As the vote on immigration nears, unsurprisingly the spotlight has been become brighter and the debate more intense. Marco Rubio (R-FL), the highest profile conservative in the Gang of 8, has had a dramatic new opponent in his former close ally Jim DeMint, head of the Heritage Foundation. Meanwhile, Chuck Grassley (R-IA) and Jeff Sessions (R-AL) have been spearheading an attempt to try to drown the bill in amendments. All of this shows a conservative side of politics deeply divided over the immigration issue, ready to split old coalitions and, hopefully, create new ones to elect leaders who will lead in 2014.
The last time the Heritage Foundation came out with a report in 2007, it was thoroughly debunked as being transparently wrong, or, as the conservative Cato Institute put it, “fatally flawed.” The Heritage Foundation outdid themselves, finding Jason Richwine to help with this year’s study. Richwine is known for the following quote from his Harvard dissertation:
“The average IQ of immigrants in the United States is substantially lower than that of the white native population, and the difference is likely to persist over several generations. The consequences are a lack of socioeconomic assimilation among low-IQ immigrant groups, more underclass behavior, less social trust, and an increase in the proportion of unskilled workers in the American labor market. Selecting high-IQ immigrants would ameliorate these problems in the U.S., while at the same time benefiting smart potential immigrants who lack educational access in their home countries.”
Trust me, he goes on. This attitude, blocking immigration from certain countries to create a more intelligent America, fits into society somewhere between Rep. Young casually dropping “wetback” in an interview and the Eugenics movement: it is an ugly throwback to a time where overt, institutionalized racism was sometimes justified by phrenology or other pseudoscientific means to keep entire races of people down. The Heritage Foundation, however, backed Richwine and his contribution to their recent study, up until they changed their minds and released statements distancing themselves from him.
Marco Rubio called the report “deeply flawed”; Grover Norquist, who worked with Heritage in the past to put together his famous tax pledge, dismissed it by saying it was “done by one guy”; Haley Barbour (former Mississippi Gov.), Jeff Flake (R-AZ), the Cato Institute and Paul Ryan (R-WI) have all criticized the study as being unrealistic and inflated, and this is just a short list of conservatives.
While the report may still be cited in part, it seems that it was too politically ambitious, and will ultimately fall by the wayside in this debate.
While the Heritage Foundation joins other outside groups such as the ICE union in unrealistically opposing immigration reform, Senators Sessions and Grassley are trying to kill or severely weaken the bill in committee with amendments; between the two of them, they have put up over 100 amendments to the Gang of 8 bill.
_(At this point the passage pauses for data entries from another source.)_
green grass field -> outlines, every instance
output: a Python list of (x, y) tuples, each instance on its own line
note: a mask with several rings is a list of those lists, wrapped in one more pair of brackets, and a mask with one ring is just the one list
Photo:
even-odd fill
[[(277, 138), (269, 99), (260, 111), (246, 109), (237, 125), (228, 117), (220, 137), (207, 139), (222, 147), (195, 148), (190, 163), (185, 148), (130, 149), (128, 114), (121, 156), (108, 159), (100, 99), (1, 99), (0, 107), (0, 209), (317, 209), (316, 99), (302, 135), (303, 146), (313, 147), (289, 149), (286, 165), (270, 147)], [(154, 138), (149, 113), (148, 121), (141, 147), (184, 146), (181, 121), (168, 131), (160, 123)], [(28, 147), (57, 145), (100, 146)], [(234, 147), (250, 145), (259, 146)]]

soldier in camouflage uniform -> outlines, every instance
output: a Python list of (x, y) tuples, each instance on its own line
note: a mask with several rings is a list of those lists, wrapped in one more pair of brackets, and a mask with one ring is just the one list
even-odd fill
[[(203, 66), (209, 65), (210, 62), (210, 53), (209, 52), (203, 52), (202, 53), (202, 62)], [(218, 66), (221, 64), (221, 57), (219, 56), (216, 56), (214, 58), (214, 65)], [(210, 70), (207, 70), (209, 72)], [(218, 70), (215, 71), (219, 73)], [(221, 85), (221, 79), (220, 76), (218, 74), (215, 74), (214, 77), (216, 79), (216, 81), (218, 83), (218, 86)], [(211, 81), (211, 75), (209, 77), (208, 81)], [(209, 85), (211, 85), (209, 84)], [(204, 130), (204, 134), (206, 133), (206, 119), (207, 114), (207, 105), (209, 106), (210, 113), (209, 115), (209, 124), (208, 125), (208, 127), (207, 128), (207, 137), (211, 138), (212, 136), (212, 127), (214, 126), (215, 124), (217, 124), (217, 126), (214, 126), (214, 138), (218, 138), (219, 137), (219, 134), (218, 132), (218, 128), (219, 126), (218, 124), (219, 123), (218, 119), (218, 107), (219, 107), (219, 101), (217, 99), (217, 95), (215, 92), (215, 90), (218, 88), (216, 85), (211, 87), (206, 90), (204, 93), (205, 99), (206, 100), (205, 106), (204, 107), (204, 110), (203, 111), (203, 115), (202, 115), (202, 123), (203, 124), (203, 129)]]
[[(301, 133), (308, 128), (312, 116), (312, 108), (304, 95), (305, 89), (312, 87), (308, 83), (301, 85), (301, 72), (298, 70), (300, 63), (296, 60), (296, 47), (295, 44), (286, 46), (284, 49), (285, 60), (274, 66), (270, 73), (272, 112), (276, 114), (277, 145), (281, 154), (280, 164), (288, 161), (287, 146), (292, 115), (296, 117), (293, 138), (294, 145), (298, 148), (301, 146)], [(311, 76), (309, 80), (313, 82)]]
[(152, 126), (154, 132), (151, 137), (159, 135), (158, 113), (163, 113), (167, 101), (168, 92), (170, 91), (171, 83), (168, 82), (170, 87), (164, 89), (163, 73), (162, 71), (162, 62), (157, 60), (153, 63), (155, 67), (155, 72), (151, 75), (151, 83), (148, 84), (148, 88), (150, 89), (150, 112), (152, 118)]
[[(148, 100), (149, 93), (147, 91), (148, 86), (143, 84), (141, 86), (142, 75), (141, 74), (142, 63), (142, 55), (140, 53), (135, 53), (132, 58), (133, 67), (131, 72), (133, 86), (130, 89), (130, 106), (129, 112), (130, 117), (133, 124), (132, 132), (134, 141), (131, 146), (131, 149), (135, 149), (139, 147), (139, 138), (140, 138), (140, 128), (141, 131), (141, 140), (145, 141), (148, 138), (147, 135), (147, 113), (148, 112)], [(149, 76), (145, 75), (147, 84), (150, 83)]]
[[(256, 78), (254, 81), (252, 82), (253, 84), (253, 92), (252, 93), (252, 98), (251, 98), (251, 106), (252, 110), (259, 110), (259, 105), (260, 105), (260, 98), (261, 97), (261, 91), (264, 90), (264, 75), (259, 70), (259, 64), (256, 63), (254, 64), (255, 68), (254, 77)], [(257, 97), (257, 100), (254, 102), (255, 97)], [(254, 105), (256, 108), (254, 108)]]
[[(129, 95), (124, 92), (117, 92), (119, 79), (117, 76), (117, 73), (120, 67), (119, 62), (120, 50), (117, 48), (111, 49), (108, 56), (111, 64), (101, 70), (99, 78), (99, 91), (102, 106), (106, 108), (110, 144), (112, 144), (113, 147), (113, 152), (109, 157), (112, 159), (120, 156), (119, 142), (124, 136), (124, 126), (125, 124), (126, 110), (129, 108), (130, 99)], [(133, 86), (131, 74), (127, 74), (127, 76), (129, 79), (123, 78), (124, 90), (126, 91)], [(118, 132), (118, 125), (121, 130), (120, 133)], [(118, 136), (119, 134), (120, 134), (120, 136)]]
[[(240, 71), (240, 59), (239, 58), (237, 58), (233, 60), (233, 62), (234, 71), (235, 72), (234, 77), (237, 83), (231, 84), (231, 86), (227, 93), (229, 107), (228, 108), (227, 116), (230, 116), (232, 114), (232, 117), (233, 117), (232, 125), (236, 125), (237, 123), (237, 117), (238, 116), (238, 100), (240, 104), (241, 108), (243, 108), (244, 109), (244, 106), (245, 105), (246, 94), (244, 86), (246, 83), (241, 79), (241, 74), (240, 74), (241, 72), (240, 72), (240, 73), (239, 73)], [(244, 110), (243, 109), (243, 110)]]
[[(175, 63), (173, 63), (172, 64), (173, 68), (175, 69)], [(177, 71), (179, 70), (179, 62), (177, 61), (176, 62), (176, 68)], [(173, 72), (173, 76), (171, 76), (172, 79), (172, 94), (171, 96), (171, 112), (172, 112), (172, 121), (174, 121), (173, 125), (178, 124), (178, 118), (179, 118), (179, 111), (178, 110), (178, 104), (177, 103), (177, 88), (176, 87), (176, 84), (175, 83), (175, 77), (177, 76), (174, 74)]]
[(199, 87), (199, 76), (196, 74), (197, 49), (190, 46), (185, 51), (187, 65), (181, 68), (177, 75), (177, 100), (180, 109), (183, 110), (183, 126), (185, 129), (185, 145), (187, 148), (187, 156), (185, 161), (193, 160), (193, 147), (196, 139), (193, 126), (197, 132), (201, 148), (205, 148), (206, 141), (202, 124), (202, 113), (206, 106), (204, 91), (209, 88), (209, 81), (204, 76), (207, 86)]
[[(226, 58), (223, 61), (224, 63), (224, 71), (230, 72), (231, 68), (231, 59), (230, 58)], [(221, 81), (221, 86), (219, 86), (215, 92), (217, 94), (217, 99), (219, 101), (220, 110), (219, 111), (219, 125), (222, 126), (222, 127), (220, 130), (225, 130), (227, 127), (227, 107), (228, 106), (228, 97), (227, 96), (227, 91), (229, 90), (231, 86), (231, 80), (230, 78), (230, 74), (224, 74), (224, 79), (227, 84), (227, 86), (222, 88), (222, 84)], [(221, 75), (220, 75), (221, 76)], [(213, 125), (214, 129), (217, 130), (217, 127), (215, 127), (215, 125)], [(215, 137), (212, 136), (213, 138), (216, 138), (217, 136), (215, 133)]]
Earlier today at the Senate Judiciary Committee where Senators debated amendments for the bill, Sessions assured the public that Lindsay Graham (R-SC) didn’t mean to slander Mexico when he said that many Mexicans were escaping “hellholes” to come to the U.S. While certainly a bit ugly, this was nowhere near the most anti-immigrant statement made by the Senate Judiciary Committee. For example, John Cornyn (R-TX) said that ICE agents claim 3 out of 4 border crossings went undetected. For starters, bringing the ICE union into the discussions on our broken immigration system is like bringing a crack dealer to a drug intervention. Further, Cornyn had to be corrected by Chuck Schumer (D-NY) and Dick Durbin (D-IL), who then cited research studies and reminded Cornyn that his stories were just anecdotes that anyone could say.
Chuck Grassley’s amendment to require that the border be “secure” for 6 months as a “trigger” to begin changing the legal status of undocumented immigrants was defeated, with senators like Chuck Schumer saying that it was a delay tactic. While the back and forth was uncomfortable, it didn’t get as bad as Grassley screaming at Schumer like before.
There are certainly symbolic and/or humanitarian amendments up for debate, such as Grassley’s to block humanitarian travel home; many a DREAMer has painfully shared a story of a dying grandparent they were not able to visit. The real battle, however, will be on issues such as how much we will spend on the border, whether gay marriage will be recognized in the bill and whether or not we offer citizenship to undocumented immigrants. All of these issues implicate sensitive racial issues and security, so we can expect the fringes to be extra fringe-y.
The Senators are getting to the heart of the immigration debate, where every point will be discussed and then be lit aflame on Twitter, MSNBC, Fox News and other media outlets, all ready to fire up those on the fringes. Between outside groups, gay marriage, citizenship and border security, we can expect the debate to get heated and Senators to get ugly again some time soon. All of this could create a serious shakeup in the Republican Party, as well as conservative politics in general, that won’t be evident until 2014 when people vote based on this and the gun debate.